In September, attendees to the POCUS World Conference, hosted by the POCUS Certification Academy™, were given the opportunity to hear from Dr. Shivnani about the strengths of POCUS as a diagnostic tool versus those of traditional pediatric airway management devices. Her presentation established laryngeal ultrasonography as a valid approach for the operative management in children, specifically in cases of stridor. Ultrasound has the advantages of being simple, available, non-anesthetic, non-radiative, and non-invasive.

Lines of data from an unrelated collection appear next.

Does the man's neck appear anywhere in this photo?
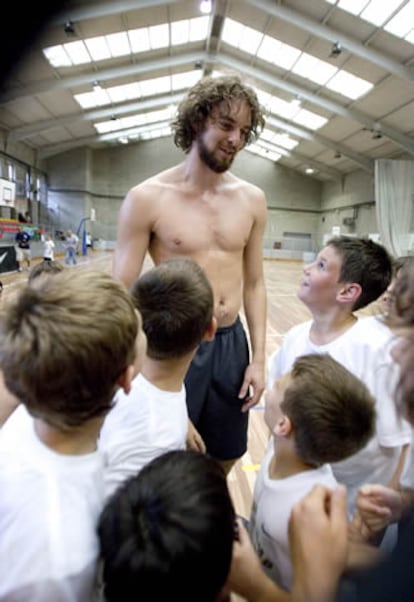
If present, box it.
[34,417,104,456]
[182,147,228,190]
[269,437,315,480]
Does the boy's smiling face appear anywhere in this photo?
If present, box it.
[298,246,342,309]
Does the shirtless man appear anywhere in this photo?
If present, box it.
[113,76,266,473]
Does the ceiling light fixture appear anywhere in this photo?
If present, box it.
[200,0,212,15]
[329,42,342,59]
[63,20,75,34]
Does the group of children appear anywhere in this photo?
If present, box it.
[0,237,413,602]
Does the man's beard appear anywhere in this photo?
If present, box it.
[197,136,235,173]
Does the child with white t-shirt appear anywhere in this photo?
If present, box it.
[99,258,216,496]
[0,269,145,602]
[268,236,411,514]
[249,354,375,591]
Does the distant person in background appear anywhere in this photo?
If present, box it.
[27,259,65,282]
[65,229,79,265]
[15,226,31,272]
[43,234,55,261]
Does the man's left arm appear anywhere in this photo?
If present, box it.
[239,189,267,411]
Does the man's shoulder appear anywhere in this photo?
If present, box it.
[226,172,265,198]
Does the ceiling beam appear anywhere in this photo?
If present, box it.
[50,0,178,26]
[250,0,414,81]
[219,54,414,155]
[0,52,206,105]
[267,115,374,173]
[4,52,414,155]
[7,92,184,142]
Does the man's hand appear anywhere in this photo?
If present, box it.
[186,419,206,454]
[226,520,290,602]
[239,362,265,412]
[289,485,348,602]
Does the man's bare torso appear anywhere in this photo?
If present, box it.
[142,168,255,326]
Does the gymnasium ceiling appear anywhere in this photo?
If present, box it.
[0,0,414,181]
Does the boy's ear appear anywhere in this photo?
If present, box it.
[336,282,362,305]
[273,415,293,437]
[203,316,217,341]
[116,364,136,395]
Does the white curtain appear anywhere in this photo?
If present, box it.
[375,159,414,257]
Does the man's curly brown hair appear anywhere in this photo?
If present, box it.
[171,75,265,153]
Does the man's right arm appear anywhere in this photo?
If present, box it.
[112,186,155,288]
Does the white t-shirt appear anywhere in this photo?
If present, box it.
[268,317,412,514]
[43,240,55,260]
[98,374,188,496]
[0,405,104,602]
[250,437,337,591]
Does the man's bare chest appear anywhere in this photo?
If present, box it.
[152,195,252,254]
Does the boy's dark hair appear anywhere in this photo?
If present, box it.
[326,236,393,311]
[389,257,414,328]
[27,259,65,282]
[131,257,214,360]
[172,75,265,153]
[280,354,375,466]
[0,268,139,430]
[98,450,235,602]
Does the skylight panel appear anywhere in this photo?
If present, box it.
[239,26,263,54]
[359,0,401,27]
[337,0,369,15]
[105,31,131,57]
[171,19,190,46]
[148,23,170,50]
[292,52,338,86]
[258,129,299,152]
[63,40,91,65]
[190,15,210,42]
[256,138,290,157]
[384,0,414,38]
[246,144,282,162]
[128,27,151,53]
[295,109,328,130]
[171,69,201,91]
[222,19,263,54]
[85,36,111,61]
[272,133,299,150]
[106,82,141,103]
[74,89,110,109]
[93,121,114,134]
[405,29,414,44]
[43,44,72,67]
[257,36,301,71]
[256,138,290,157]
[221,19,244,48]
[326,70,373,100]
[140,75,171,96]
[139,126,171,140]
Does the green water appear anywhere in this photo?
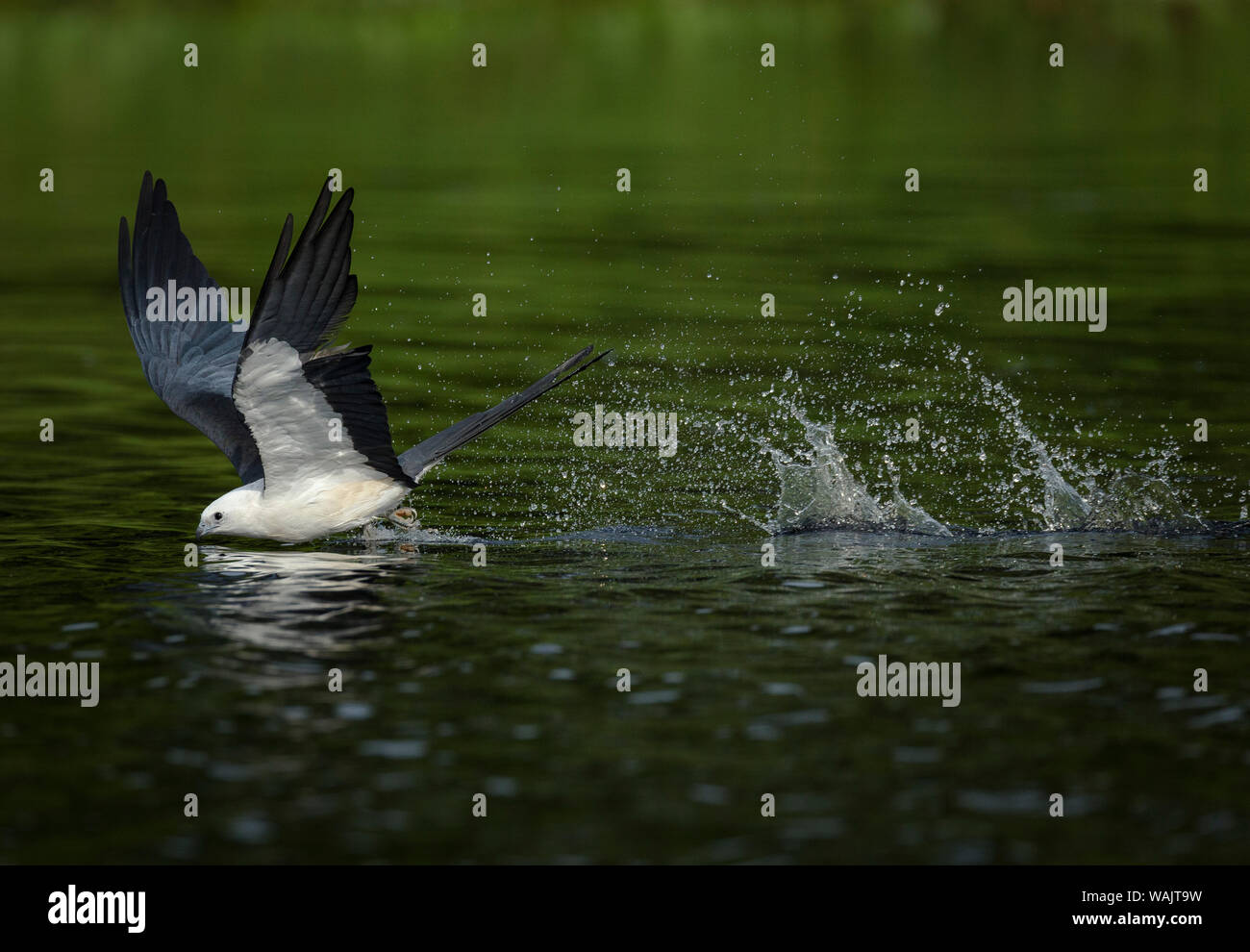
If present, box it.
[0,3,1250,862]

Pediatric airway evaluation is critical for safely and effectively managing airway lesions that present with stridor. The laryngeal lesions may cause symptoms ranging from hoarseness to severe obstruction of the airway. With such lesions, preliminary diagnosis and postoperative surveillance are difficult, particularly in the pediatric age group. The most common modality in stridor evaluation is laryngoscopy examination under anesthesia, which is time-consuming and has the added risks of anesthesia. “India is [also] a country with limited resources,” Dr. Shivnani explained in an interview. “The majority of tertiary care centers still do not have the flexible laryngoscope to examine the pediatric airway, but most of them will surely have the ultrasound machines.”
An added benefit of POCUS as a screening tool is its availability. The pocket-sized device can be kept on hand by clinicians at all times, allowing for immediate examination. Clinics with limited budgets may need to choose between highly-specialized tools and devices, such as ultrasound, that have a variety of purposes. POCUS’s versatility makes it a practical and cost-effective option.
The mobile device has proved vital in emergency care, but pediatric-specific data is limited.The differences between pediatric and adult medicine deal with more than just the patient’s size. Pediatrics deals with infants and adolescents whose bodies are still developing and who don’t necessarily understand the need for healthcare and examinations. “It is difficult to get cooperation from a child,” Dr. Shivnani said. “And sometimes parental anxiety comes in the way when they are hesitant for any invasive procedure for their child.”
She notes the value of POCUS in these situations. When a parent brings their child in for care because of breathing difficulties or suspicion of a compromised airway passage, the first step is to examine the child’s airway. However, radiology risks radiation exposure, and laryngoscopy may cause airway edema or other injuries to little patients. The natural hesitation from parents to allow such procedures—or even the lack of examination tools available to health providers—can cause fatal delays. Ultrasound is a non-invasive and readily available option that provides answers in real-time. Once the clinician identifies the pathology, the airway can be secured without further delay.
Because of its convenience and ease of use, Dr. Shivnani expects bedside ultrasound to one day become the foremost tool for pediatric airway evaluations. She notes that POCUS in pediatrics does require special training, and right now, due to the lack of a structured training program, the use of the tool in pediatrics is far less common than in adult medicine.
Through her breakout session, Dr. Shivnani demonstrated the benefits of POCUS in pediatric care and highlighted the need for continued study on its effectiveness. Pediatrics presents its own set of unique challenges to POCUS users, but the device could easily transform the field as it has others. Dr. Shivnani’s goal is to catalyze that transformation by educating physicians on bedside ultrasound’s limitless possibilities and helping primary care physicians in resource-limited countries evaluate children with breathing difficulties.